By Kevin Kelleher
October 5, 2018

U.S. stock indexes may be near record highs, but concerns about rising interest rates and growing trade tensions led the benchmark S&P 500 index to post its worst week in a month.

The S&P 500 closed the week down about 1%, hardly an alarming decline but some investors began expressing concerns about the risk of inflation as bond yields rose to their highest levels since 2011. Higher rates can kill stock rallies because they make bonds more competitive investments than stocks and because they make debt more expensive to companies seeking to borrow money.

Most of the declines came after Federal Reserve Chair Jerome Powell indicated on Wednesday that more interest rate increases could be coming. Bond yields rose higher on Friday after jobs data showed the unemployment rate fell to 3.7%, fueling concerns that demand for workers could cause wages to increase. That in turn caused the S&P 500 to lose nearly 2% in the past two days.

“Equities will have no choice because if they don’t remain competitive with the risk-free rate of return people will stop buying them anyway and they will start going into bonds,” Walter Zimmerman, an analyst at ICAP told Reuters. “How does the stock market adjust for that? By lowering the price.”

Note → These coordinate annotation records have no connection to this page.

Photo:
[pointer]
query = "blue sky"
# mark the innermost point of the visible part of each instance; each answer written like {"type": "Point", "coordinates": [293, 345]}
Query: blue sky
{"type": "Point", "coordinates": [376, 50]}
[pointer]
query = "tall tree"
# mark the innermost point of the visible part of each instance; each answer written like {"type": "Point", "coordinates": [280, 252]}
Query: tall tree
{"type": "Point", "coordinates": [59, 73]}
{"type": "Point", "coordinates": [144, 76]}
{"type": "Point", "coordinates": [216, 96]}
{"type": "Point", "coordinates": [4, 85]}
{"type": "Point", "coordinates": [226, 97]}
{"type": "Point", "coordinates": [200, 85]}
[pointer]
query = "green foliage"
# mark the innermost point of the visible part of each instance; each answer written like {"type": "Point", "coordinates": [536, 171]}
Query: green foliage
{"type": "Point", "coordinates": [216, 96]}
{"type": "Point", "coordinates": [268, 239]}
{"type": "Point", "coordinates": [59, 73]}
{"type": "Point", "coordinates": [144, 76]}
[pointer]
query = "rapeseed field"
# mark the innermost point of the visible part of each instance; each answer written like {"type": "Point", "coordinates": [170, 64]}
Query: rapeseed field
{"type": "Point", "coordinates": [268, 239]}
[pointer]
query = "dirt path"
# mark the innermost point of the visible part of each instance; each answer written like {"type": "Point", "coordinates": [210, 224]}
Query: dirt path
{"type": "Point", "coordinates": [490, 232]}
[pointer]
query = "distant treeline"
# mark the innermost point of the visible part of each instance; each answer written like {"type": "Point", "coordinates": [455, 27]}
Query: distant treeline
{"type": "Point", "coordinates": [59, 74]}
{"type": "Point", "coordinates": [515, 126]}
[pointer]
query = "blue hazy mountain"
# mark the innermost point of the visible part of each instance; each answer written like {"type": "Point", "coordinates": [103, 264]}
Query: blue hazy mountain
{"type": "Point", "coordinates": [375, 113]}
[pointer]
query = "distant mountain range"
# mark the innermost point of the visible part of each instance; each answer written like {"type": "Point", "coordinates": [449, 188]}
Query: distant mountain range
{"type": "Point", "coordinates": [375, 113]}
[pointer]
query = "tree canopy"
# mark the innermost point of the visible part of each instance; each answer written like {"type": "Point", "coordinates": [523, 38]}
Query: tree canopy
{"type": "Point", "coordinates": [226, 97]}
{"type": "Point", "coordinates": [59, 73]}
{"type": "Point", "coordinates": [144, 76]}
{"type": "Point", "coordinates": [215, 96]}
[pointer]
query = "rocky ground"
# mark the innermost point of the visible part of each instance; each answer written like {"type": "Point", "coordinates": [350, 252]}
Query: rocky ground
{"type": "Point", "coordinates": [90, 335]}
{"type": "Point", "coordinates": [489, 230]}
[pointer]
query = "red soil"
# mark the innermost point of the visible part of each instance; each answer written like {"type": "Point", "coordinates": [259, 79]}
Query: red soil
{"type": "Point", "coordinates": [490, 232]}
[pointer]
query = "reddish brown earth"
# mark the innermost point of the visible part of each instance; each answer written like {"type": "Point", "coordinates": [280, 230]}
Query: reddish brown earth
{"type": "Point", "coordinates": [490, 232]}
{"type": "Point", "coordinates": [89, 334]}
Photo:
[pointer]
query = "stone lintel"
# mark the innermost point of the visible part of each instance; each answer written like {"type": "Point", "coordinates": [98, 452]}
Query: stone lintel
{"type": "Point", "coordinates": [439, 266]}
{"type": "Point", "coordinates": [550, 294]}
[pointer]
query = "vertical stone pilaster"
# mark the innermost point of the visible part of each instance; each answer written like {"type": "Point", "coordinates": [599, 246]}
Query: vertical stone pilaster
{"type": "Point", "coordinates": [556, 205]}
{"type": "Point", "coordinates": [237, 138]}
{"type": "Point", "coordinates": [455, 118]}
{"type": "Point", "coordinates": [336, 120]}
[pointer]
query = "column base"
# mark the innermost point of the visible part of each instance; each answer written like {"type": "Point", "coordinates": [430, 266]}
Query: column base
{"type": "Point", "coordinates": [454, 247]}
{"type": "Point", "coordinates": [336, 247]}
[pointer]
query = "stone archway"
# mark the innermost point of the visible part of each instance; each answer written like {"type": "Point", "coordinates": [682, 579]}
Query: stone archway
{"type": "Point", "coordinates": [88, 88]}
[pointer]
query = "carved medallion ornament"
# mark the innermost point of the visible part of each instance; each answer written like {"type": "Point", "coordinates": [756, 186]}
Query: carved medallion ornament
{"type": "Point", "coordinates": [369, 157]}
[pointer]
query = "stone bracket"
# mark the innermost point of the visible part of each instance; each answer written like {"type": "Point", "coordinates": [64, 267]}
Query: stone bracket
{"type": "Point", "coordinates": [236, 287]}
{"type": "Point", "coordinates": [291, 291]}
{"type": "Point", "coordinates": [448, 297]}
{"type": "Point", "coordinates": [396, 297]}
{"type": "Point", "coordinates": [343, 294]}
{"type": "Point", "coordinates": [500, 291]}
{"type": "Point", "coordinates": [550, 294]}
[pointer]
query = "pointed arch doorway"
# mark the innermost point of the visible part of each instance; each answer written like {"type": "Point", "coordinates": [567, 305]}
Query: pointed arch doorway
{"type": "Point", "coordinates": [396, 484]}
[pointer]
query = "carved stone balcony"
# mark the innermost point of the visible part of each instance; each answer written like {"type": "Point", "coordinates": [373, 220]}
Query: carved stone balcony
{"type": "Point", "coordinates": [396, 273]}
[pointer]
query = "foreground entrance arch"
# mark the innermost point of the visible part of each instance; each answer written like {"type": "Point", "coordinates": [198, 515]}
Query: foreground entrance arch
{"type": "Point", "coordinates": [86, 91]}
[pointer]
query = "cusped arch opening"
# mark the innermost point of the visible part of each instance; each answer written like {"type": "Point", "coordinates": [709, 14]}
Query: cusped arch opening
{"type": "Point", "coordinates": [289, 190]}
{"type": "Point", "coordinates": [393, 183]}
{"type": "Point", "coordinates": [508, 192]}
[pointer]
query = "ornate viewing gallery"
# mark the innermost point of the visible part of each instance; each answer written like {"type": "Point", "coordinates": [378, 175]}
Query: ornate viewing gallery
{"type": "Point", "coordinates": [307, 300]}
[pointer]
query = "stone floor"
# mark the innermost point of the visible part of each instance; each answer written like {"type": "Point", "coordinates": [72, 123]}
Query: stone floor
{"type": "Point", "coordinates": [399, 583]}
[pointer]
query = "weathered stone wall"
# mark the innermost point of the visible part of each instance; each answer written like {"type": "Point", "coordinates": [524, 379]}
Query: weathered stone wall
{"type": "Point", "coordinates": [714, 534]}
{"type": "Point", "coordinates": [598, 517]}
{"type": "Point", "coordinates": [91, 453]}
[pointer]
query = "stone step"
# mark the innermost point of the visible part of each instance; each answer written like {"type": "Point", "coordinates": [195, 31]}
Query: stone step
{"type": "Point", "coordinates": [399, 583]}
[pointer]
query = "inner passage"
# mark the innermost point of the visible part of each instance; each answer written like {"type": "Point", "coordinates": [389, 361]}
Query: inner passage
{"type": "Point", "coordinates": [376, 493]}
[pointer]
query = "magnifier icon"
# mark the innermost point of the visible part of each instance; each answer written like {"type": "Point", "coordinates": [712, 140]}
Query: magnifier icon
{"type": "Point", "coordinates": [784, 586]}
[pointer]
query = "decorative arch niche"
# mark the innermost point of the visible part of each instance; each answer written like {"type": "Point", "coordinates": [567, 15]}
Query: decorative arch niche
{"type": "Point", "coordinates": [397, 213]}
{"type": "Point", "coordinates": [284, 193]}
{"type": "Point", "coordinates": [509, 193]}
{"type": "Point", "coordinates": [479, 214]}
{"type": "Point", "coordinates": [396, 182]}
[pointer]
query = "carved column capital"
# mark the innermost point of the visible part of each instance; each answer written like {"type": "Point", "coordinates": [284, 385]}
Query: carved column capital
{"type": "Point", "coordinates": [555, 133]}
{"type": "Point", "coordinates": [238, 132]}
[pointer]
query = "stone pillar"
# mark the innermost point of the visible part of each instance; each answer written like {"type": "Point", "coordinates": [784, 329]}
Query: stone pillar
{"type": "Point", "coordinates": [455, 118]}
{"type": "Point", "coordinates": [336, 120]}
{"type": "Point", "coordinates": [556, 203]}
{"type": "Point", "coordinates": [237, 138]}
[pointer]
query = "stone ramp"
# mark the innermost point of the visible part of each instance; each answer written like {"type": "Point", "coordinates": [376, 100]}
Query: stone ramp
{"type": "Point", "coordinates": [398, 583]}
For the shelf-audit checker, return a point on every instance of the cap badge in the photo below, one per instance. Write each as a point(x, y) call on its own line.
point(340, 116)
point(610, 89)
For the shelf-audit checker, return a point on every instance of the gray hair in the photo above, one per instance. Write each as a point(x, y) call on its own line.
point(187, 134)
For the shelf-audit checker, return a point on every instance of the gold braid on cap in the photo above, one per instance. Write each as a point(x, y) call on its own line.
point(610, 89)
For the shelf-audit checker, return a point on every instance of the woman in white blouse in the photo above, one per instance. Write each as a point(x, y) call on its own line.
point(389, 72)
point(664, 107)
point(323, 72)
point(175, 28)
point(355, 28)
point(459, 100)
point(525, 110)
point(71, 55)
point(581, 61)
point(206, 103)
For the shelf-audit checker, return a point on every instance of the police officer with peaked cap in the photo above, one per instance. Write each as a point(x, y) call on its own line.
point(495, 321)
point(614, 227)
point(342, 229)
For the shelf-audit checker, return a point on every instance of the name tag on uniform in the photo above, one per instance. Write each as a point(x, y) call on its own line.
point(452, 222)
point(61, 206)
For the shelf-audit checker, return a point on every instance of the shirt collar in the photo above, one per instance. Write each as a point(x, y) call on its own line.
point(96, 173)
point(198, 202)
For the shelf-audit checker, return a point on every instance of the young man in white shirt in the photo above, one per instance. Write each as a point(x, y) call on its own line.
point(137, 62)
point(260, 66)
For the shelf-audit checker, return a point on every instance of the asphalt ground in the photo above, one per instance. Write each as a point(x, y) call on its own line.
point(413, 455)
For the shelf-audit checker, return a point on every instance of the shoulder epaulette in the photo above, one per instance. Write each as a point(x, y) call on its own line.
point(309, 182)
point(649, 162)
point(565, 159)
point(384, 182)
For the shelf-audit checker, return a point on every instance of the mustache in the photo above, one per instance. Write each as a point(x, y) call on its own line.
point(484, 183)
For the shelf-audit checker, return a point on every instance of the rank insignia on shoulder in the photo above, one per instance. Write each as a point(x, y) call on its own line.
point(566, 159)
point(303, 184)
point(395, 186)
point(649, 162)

Some of the biggest declines came in technology shares, which have led the U.S. stock market’s rally in 2018. The Nasdaq 100 Index, which is weighted with big-tech names, fell 3% this week as investors prepared for an escalation is a trade dispute between the U.S. and China. Companies like Apple rely on China for suppliers as well as revenue. Apple has fallen more than 3% in the past two days.

Other so-called FANG stocks—including Facebook, Netflix and Alphabet—closed the week lower Amazon also fell 5.7% this week after the company agreed to increase its minimum wage for warehouse workers to $15 an hour.

“It’s more trade worries than anything else because these companies, they either sell a lot to China or produce a lot in China,” said Matt Maley, equity strategist at Miller Tabak + Co. told Bloomberg.